Setiap orang punya harapan yang harus dicapai dalam hidupnya. Ada
yang berhasil dengan baik dan ada juga yang gagal. Banyak
usaha yang dilakukan untuk menggapai harapan itu. Akan tetapi, terkadang
keberuntungan belum berpihak kepadanya. Banyak faktor yang menyebabkan gagal
(pupusnya) harapan itu. Bisa jadi, usaha yang dilakukan belum maksimal. Bisa
juga keahlian yang dimilikinya tidak sesuai dengan pekerjaan atau usaha yang
digelutinya. Bisa juga, akibat dari persaingan yang ketat dengan orang lain
yang memiliki modal, pengetahuan, atau kemampuan yang lebih darinya. Bisa juga
akibat perubahan alam yang melanda daerahnya. Bahkan, bisa akibat dari olah
kejahatan dari seseorang atau beberapa orang dan sebagainya. Kegagalan
yang di alami ketika 'mengejar' harapan itulah yang
menyebakan seseorang
bisa berputus asa. Akibatnya, ia bisa
berhenti sama sekali (frustasi) atau 'bertahan' sebentar mengejar
harapan itu sambil
menunggu peluang yang lain. Kalau yang pertama, dia berhenti mengharap sesuatu,
bagaimanapun di nasihati dan di motivasi
dia akan tetap bergeming untuk berhenti. Dan, yang kedua masih
punya harapan untuk bangkit dari keterpurukan, terlebih ketika nantinya ada
peluang baru atau mendapat nasihat dan motivasi dari orang lain atau sekitarnya,
maka ia akan bangkit lagi.
Setiap manusia dalam hidupnya mempunyai kecenderungan untuk hidup
senang dan susah.
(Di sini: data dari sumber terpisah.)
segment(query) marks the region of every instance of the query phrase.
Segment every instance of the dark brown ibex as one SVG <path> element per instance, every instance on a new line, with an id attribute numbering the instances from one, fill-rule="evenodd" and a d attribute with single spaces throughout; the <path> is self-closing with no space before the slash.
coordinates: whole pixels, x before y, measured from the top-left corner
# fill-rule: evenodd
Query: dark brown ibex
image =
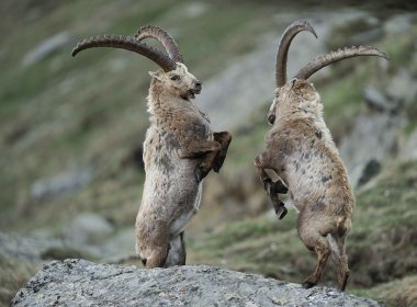
<path id="1" fill-rule="evenodd" d="M 345 241 L 351 229 L 356 201 L 346 167 L 324 122 L 320 98 L 307 79 L 323 67 L 346 58 L 386 58 L 386 55 L 373 47 L 339 49 L 307 64 L 294 79 L 286 81 L 289 47 L 302 31 L 316 36 L 307 22 L 296 21 L 281 37 L 275 65 L 275 98 L 268 113 L 268 121 L 273 126 L 266 136 L 266 149 L 255 159 L 255 164 L 279 218 L 286 209 L 278 193 L 285 193 L 289 189 L 291 200 L 300 211 L 300 238 L 317 254 L 316 268 L 303 286 L 308 288 L 319 282 L 331 253 L 339 288 L 343 291 L 349 277 Z M 268 169 L 274 171 L 284 185 L 281 181 L 272 182 Z"/>
<path id="2" fill-rule="evenodd" d="M 168 56 L 143 42 L 159 41 Z M 135 38 L 97 36 L 80 42 L 72 55 L 94 47 L 131 50 L 162 69 L 149 72 L 150 127 L 144 141 L 146 180 L 136 218 L 136 252 L 147 268 L 185 264 L 183 230 L 199 211 L 204 177 L 218 172 L 232 136 L 213 133 L 207 116 L 191 102 L 202 84 L 188 71 L 173 38 L 143 26 Z"/>

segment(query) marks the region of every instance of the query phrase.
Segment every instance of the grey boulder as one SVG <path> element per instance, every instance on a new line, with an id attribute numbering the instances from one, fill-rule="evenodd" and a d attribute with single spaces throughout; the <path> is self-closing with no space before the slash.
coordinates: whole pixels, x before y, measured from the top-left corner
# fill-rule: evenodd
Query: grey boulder
<path id="1" fill-rule="evenodd" d="M 53 261 L 11 306 L 379 306 L 334 288 L 207 265 L 137 269 L 86 260 Z"/>

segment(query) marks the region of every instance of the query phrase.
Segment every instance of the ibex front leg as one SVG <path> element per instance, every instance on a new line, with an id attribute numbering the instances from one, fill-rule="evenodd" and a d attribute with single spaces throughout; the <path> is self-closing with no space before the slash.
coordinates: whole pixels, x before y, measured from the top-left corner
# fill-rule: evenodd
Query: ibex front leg
<path id="1" fill-rule="evenodd" d="M 288 211 L 285 208 L 284 203 L 278 196 L 278 193 L 285 194 L 289 190 L 282 183 L 281 180 L 279 180 L 277 182 L 273 182 L 271 180 L 271 178 L 266 172 L 266 169 L 271 169 L 275 172 L 277 172 L 277 170 L 270 163 L 266 163 L 267 159 L 264 159 L 264 158 L 266 158 L 266 154 L 263 152 L 263 154 L 259 155 L 255 159 L 253 162 L 255 162 L 255 166 L 258 170 L 259 178 L 260 178 L 261 182 L 263 183 L 263 189 L 267 191 L 267 193 L 268 193 L 268 195 L 272 202 L 272 206 L 275 211 L 275 214 L 277 214 L 279 219 L 282 219 L 286 215 Z"/>
<path id="2" fill-rule="evenodd" d="M 214 140 L 221 144 L 222 150 L 217 154 L 213 161 L 213 170 L 218 172 L 226 159 L 227 149 L 232 141 L 232 135 L 228 132 L 221 132 L 213 134 Z"/>
<path id="3" fill-rule="evenodd" d="M 179 157 L 181 159 L 199 158 L 204 156 L 203 161 L 195 170 L 196 180 L 200 182 L 207 175 L 213 168 L 214 160 L 218 152 L 222 150 L 222 145 L 215 140 L 195 140 L 189 144 L 185 149 L 180 150 Z"/>

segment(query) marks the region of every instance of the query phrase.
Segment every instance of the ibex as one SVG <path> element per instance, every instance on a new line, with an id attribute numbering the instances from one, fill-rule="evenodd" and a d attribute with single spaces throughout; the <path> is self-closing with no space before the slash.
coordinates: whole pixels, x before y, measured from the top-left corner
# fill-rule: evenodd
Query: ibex
<path id="1" fill-rule="evenodd" d="M 145 42 L 159 41 L 168 56 Z M 75 47 L 131 50 L 162 69 L 151 76 L 147 98 L 150 126 L 144 141 L 145 184 L 136 218 L 136 252 L 146 268 L 185 264 L 183 230 L 199 211 L 204 177 L 219 171 L 232 136 L 213 133 L 208 117 L 191 99 L 202 83 L 188 71 L 173 38 L 157 26 L 143 26 L 135 38 L 97 36 Z"/>
<path id="2" fill-rule="evenodd" d="M 275 62 L 275 96 L 268 113 L 272 128 L 266 136 L 266 149 L 255 159 L 255 164 L 279 218 L 286 209 L 277 193 L 285 193 L 288 187 L 300 212 L 298 236 L 317 254 L 317 264 L 303 286 L 309 288 L 319 282 L 331 253 L 339 288 L 345 291 L 349 277 L 345 242 L 356 201 L 346 167 L 324 122 L 320 98 L 307 79 L 323 67 L 346 58 L 386 58 L 386 55 L 373 47 L 339 49 L 317 57 L 286 81 L 289 47 L 302 31 L 316 36 L 307 22 L 296 21 L 281 37 Z M 266 170 L 274 171 L 280 181 L 272 182 Z"/>

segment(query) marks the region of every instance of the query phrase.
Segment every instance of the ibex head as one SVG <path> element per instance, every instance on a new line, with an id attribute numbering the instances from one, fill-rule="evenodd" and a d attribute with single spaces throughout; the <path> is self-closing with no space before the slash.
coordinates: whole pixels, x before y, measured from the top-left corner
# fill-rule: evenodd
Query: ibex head
<path id="1" fill-rule="evenodd" d="M 309 102 L 317 101 L 318 94 L 307 79 L 322 68 L 333 62 L 357 56 L 379 56 L 385 59 L 387 58 L 386 54 L 373 47 L 359 46 L 339 49 L 337 52 L 330 52 L 329 54 L 317 57 L 315 60 L 308 62 L 300 69 L 293 79 L 286 81 L 286 58 L 289 48 L 292 39 L 302 31 L 308 31 L 317 37 L 314 29 L 308 22 L 295 21 L 285 29 L 278 47 L 275 62 L 275 98 L 273 99 L 271 107 L 268 112 L 268 122 L 271 125 L 275 122 L 279 105 L 297 105 L 300 103 L 308 104 Z"/>
<path id="2" fill-rule="evenodd" d="M 147 37 L 159 41 L 168 55 L 143 42 Z M 202 84 L 188 71 L 177 43 L 166 31 L 158 26 L 146 25 L 140 27 L 135 38 L 122 35 L 104 35 L 83 39 L 72 49 L 72 56 L 83 49 L 94 47 L 121 48 L 140 54 L 155 61 L 161 69 L 149 72 L 149 75 L 155 82 L 164 83 L 165 90 L 174 96 L 190 100 L 201 92 Z"/>

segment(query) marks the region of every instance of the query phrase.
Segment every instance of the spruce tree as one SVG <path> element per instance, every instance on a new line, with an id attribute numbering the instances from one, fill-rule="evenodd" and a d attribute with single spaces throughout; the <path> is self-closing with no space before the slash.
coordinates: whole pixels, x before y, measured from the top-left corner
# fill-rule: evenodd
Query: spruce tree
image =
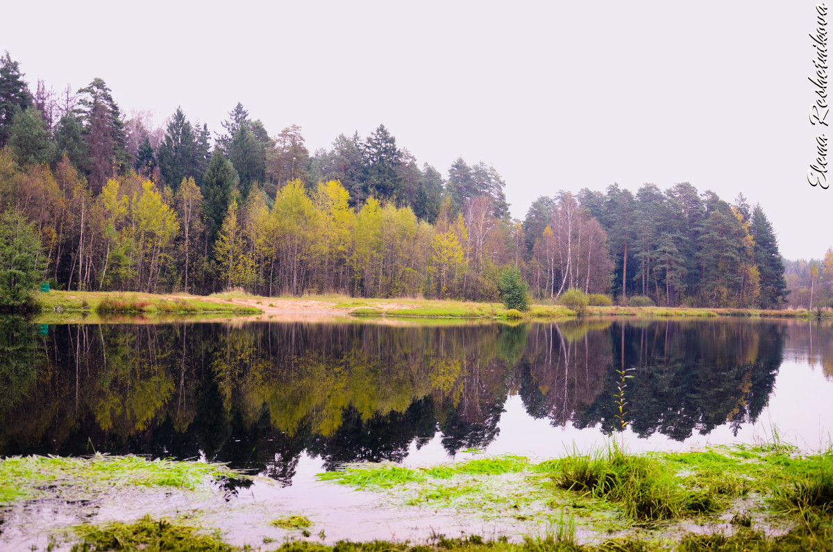
<path id="1" fill-rule="evenodd" d="M 755 263 L 761 273 L 761 304 L 763 307 L 780 307 L 789 293 L 784 278 L 784 261 L 778 252 L 778 240 L 772 225 L 766 219 L 760 203 L 755 206 L 752 212 L 751 232 L 755 239 Z"/>
<path id="2" fill-rule="evenodd" d="M 212 232 L 222 225 L 228 210 L 232 190 L 237 185 L 237 173 L 218 148 L 214 148 L 208 170 L 202 177 L 201 190 L 205 198 L 204 211 L 212 223 Z"/>
<path id="3" fill-rule="evenodd" d="M 32 105 L 23 76 L 17 62 L 12 61 L 6 52 L 0 58 L 0 148 L 8 142 L 17 110 L 25 111 Z"/>

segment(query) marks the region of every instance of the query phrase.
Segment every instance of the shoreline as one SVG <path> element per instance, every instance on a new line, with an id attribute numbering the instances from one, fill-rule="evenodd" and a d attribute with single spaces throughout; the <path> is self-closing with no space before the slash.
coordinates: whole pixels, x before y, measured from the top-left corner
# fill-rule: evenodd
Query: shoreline
<path id="1" fill-rule="evenodd" d="M 521 313 L 499 303 L 409 298 L 363 299 L 347 296 L 262 297 L 246 294 L 209 296 L 141 292 L 50 291 L 36 294 L 36 318 L 47 322 L 77 321 L 75 315 L 99 317 L 138 315 L 214 318 L 232 316 L 238 320 L 292 321 L 298 319 L 345 317 L 357 319 L 446 319 L 480 320 L 561 320 L 579 318 L 561 305 L 533 304 Z M 584 319 L 607 316 L 645 318 L 782 318 L 833 319 L 833 310 L 709 309 L 687 307 L 587 307 Z M 128 321 L 128 320 L 124 320 Z"/>

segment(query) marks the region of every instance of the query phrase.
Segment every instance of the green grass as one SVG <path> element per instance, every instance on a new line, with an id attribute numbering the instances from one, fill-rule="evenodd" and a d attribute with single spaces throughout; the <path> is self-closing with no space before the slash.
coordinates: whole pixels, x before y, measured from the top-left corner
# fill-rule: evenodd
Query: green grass
<path id="1" fill-rule="evenodd" d="M 137 292 L 50 291 L 36 294 L 42 313 L 97 313 L 109 314 L 193 314 L 224 313 L 252 314 L 253 307 L 207 301 L 199 298 L 176 297 Z"/>
<path id="2" fill-rule="evenodd" d="M 152 519 L 149 515 L 132 524 L 79 525 L 75 532 L 80 542 L 72 546 L 72 552 L 233 552 L 241 549 L 223 542 L 217 532 L 206 533 L 198 528 L 167 519 Z"/>
<path id="3" fill-rule="evenodd" d="M 523 456 L 496 456 L 477 459 L 453 464 L 431 468 L 402 468 L 390 463 L 350 464 L 344 469 L 317 474 L 322 481 L 337 481 L 359 488 L 392 487 L 408 483 L 424 483 L 427 478 L 447 479 L 455 475 L 497 475 L 528 469 L 529 461 Z"/>
<path id="4" fill-rule="evenodd" d="M 486 520 L 534 525 L 566 511 L 599 534 L 719 515 L 740 528 L 776 519 L 817 532 L 833 516 L 833 454 L 802 455 L 777 439 L 686 453 L 631 454 L 611 445 L 538 464 L 500 456 L 417 469 L 351 465 L 319 478 Z"/>
<path id="5" fill-rule="evenodd" d="M 44 489 L 52 484 L 92 495 L 127 485 L 194 490 L 209 479 L 224 477 L 242 476 L 220 464 L 138 456 L 12 456 L 0 459 L 0 504 L 45 496 Z"/>
<path id="6" fill-rule="evenodd" d="M 291 515 L 270 521 L 269 524 L 280 529 L 307 529 L 312 526 L 312 522 L 304 515 Z"/>

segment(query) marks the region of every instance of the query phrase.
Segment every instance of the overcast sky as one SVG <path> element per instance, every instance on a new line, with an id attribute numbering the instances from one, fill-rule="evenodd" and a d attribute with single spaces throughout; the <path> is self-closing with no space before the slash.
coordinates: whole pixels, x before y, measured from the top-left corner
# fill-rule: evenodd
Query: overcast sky
<path id="1" fill-rule="evenodd" d="M 101 77 L 160 125 L 182 105 L 220 131 L 239 101 L 272 135 L 300 125 L 312 153 L 383 123 L 445 175 L 460 156 L 493 165 L 519 218 L 613 183 L 742 193 L 786 258 L 820 258 L 815 3 L 771 3 L 16 2 L 0 51 L 32 88 Z"/>

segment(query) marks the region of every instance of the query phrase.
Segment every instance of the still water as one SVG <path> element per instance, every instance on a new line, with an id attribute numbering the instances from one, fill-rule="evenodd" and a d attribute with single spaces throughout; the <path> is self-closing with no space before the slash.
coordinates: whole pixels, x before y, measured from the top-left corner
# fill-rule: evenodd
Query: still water
<path id="1" fill-rule="evenodd" d="M 0 319 L 0 455 L 201 458 L 284 486 L 343 462 L 543 459 L 612 434 L 632 451 L 773 432 L 819 449 L 831 398 L 833 325 L 818 322 Z"/>

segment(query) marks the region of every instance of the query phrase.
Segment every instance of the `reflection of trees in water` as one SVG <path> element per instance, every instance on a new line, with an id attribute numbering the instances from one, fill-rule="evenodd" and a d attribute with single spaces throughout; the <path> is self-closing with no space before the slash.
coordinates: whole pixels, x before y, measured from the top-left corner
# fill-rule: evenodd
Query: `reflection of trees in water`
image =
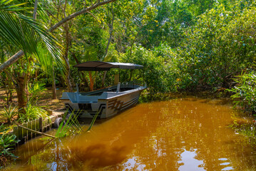
<path id="1" fill-rule="evenodd" d="M 140 104 L 71 141 L 53 142 L 30 157 L 29 165 L 39 170 L 178 170 L 181 154 L 190 151 L 207 170 L 253 170 L 255 149 L 227 128 L 230 112 L 195 98 Z"/>

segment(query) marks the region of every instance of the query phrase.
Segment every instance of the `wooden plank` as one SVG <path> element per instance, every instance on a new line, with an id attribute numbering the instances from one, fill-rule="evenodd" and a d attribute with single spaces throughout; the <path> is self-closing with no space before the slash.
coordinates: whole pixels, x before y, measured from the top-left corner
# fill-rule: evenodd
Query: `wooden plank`
<path id="1" fill-rule="evenodd" d="M 32 122 L 29 122 L 28 123 L 28 128 L 29 128 L 29 129 L 33 129 L 32 128 Z M 32 138 L 32 132 L 29 132 L 29 139 L 31 139 L 31 138 Z"/>
<path id="2" fill-rule="evenodd" d="M 39 119 L 36 119 L 36 129 L 34 130 L 39 131 Z"/>
<path id="3" fill-rule="evenodd" d="M 39 131 L 43 132 L 43 118 L 39 118 Z"/>
<path id="4" fill-rule="evenodd" d="M 22 124 L 22 125 L 24 126 L 24 127 L 26 127 L 26 128 L 28 128 L 28 123 L 24 123 L 24 124 Z M 26 136 L 26 141 L 28 141 L 29 140 L 29 131 L 28 130 L 24 130 L 24 131 L 23 131 L 23 137 L 25 137 Z"/>
<path id="5" fill-rule="evenodd" d="M 45 136 L 47 136 L 47 137 L 51 137 L 51 138 L 56 138 L 56 137 L 55 137 L 55 136 L 53 136 L 53 135 L 48 135 L 48 134 L 46 134 L 46 133 L 40 133 L 40 132 L 39 132 L 39 131 L 29 129 L 29 128 L 28 128 L 21 126 L 21 125 L 19 125 L 19 127 L 21 128 L 21 129 L 24 129 L 24 130 L 29 130 L 29 131 L 35 133 L 39 134 L 39 135 L 45 135 Z"/>
<path id="6" fill-rule="evenodd" d="M 18 127 L 16 127 L 16 126 L 14 127 L 14 135 L 16 135 L 16 140 L 19 140 L 18 139 Z"/>

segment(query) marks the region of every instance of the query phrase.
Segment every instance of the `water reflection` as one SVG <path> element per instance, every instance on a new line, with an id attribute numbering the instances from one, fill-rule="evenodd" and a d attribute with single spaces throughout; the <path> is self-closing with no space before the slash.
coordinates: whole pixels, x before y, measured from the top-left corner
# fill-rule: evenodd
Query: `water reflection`
<path id="1" fill-rule="evenodd" d="M 255 149 L 227 127 L 234 111 L 221 101 L 191 98 L 140 104 L 90 133 L 46 147 L 48 140 L 33 141 L 37 147 L 23 145 L 17 150 L 21 155 L 17 166 L 28 170 L 254 170 Z"/>

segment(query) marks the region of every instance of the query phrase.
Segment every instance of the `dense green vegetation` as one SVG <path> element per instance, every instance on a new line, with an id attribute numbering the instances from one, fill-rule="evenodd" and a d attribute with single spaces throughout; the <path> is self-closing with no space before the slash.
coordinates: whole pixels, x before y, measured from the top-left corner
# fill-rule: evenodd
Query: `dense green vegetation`
<path id="1" fill-rule="evenodd" d="M 20 122 L 43 115 L 36 103 L 42 85 L 56 98 L 56 86 L 72 91 L 76 83 L 87 90 L 113 83 L 108 78 L 116 71 L 73 68 L 88 61 L 143 65 L 151 95 L 229 89 L 237 104 L 255 113 L 255 11 L 252 0 L 1 1 L 6 122 L 17 113 Z"/>

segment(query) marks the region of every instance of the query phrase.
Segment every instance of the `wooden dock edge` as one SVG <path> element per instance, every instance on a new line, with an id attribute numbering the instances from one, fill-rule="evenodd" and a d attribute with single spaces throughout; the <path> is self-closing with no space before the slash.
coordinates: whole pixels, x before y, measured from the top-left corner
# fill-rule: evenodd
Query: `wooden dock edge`
<path id="1" fill-rule="evenodd" d="M 31 140 L 38 135 L 43 135 L 43 133 L 51 129 L 54 121 L 58 118 L 62 118 L 66 110 L 53 111 L 48 110 L 48 118 L 39 118 L 28 123 L 21 124 L 14 127 L 13 131 L 10 131 L 9 134 L 15 135 L 16 140 L 19 140 L 19 144 L 23 144 L 29 140 Z"/>

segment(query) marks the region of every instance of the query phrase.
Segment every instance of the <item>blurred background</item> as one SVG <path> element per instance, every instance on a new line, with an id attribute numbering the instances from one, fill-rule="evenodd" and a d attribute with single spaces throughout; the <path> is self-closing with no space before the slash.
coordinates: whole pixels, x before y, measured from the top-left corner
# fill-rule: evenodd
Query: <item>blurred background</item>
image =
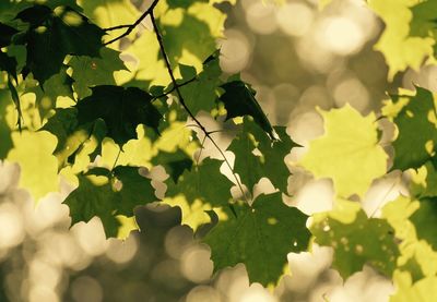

Ketika manusia mendapatkan rahmat (kasih sayang Allah)
berupa kesenangan hidup, maka mereka akan gembira dan merasa bahagia karenanya.
Akan tetapi, ketika manusia itu ditimpa musibah (bahaya) akibat dari kelalaian
dan kesalahan yang dibuatnya sendiri, maka ia akan berputus asa. Hal ini dinyatakan
Allah Swt dalam Al qur’an, yaitu “Dan
apabila Kami rasakan sesuatu rahmat kepada manusia, niscaya mereka gembira
dengan rahmat itu. Dan apabila mereka ditimpa suatu musibah (bahaya)
disebabkan kesalahan yang telah dikerjakan oleh tangan mereka sendiri,
tiba-tiba mereka itu berputus asa” (Qs.30:36). Di
ayat lain juga dinyatakan bahwa apabila manusia diberikan kesenangan maka dia
akan berpaling dan membelakanginya dengan sikap sombong. Dan begitu sebaliknya,
ketika manusia ditimpa kesusahan maka dia akan berputus asa. Firman-Nya
“Dan
apabila Kami berikan kesenangan kepada manusia niscaya berpalinglah dia; dan
membelakang dengan sikap yang sombong; dan apabila dia ditimpa kesusahan
niscaya dia berputus asa.” (Qs.17:83).
Seperti itulah, kebanyakan manusia ketika hidupnya penuh dengan
kemewahan dan jabatan tinggi terkadang muncul sikap menyombongkan diri dan
semena-mena. Hidupnya dia gunakan untuk hal-hal yang mubazdir (berlebih-lebihan)
dan
cenderung berfoya-foya. Dan ketika dia ditimpa kebangkrutan
dan kesusahan maka cenderung berputus asa, sehingga lupa akan jati diri dan
lupa dengan yang memberi rezeki, yaitu Allah Swt. Dalam kehidupan di dunia ini,
manusia selalu meminta kebaikan, kesenangan, kebahagiaan dan hal-hal yang
menyenangkan lainnya. Hampir tidak ada manusia yang dalam hidupnya itu meminta
kesusahan kepada Allah Swt. Mereka tidak jemu-jemu
meminta kebaikan-kebaikan itu kepada Allah Swt sampai
keinginannya terkabulkan. Akan tetapi, ketika keinginan itu tidak
dikabulkan, maka mereka akan kecewa. Apalagi ketika ditimpa kesusahan berupa
malapetaka (bahaya) maka mereka akan berputus asa, bahkan putus harapannya
untuk mendapatkan kebaikan itu. Hal ini dinyatakan Allah Swt di dalam
firman-Nya “Manusia tidak jemu memohon
kebaikan, dan jika mereka ditimpa malapetaka dia menjadi putus asa lagi putus
harapan.” (Qs.41:49). Di ayat lainnya, Allah Swt juga
menyatakan bahwa selain putusnya harapan, manusia yang telah diberikan
kenikmatan berupa rahmatnya, ketika rahmat (nikmat) itu dicabut (diambil)-Nya,
maka ia akan berputus asa, bahkan tidak berterima kasih kepada Allah Swt.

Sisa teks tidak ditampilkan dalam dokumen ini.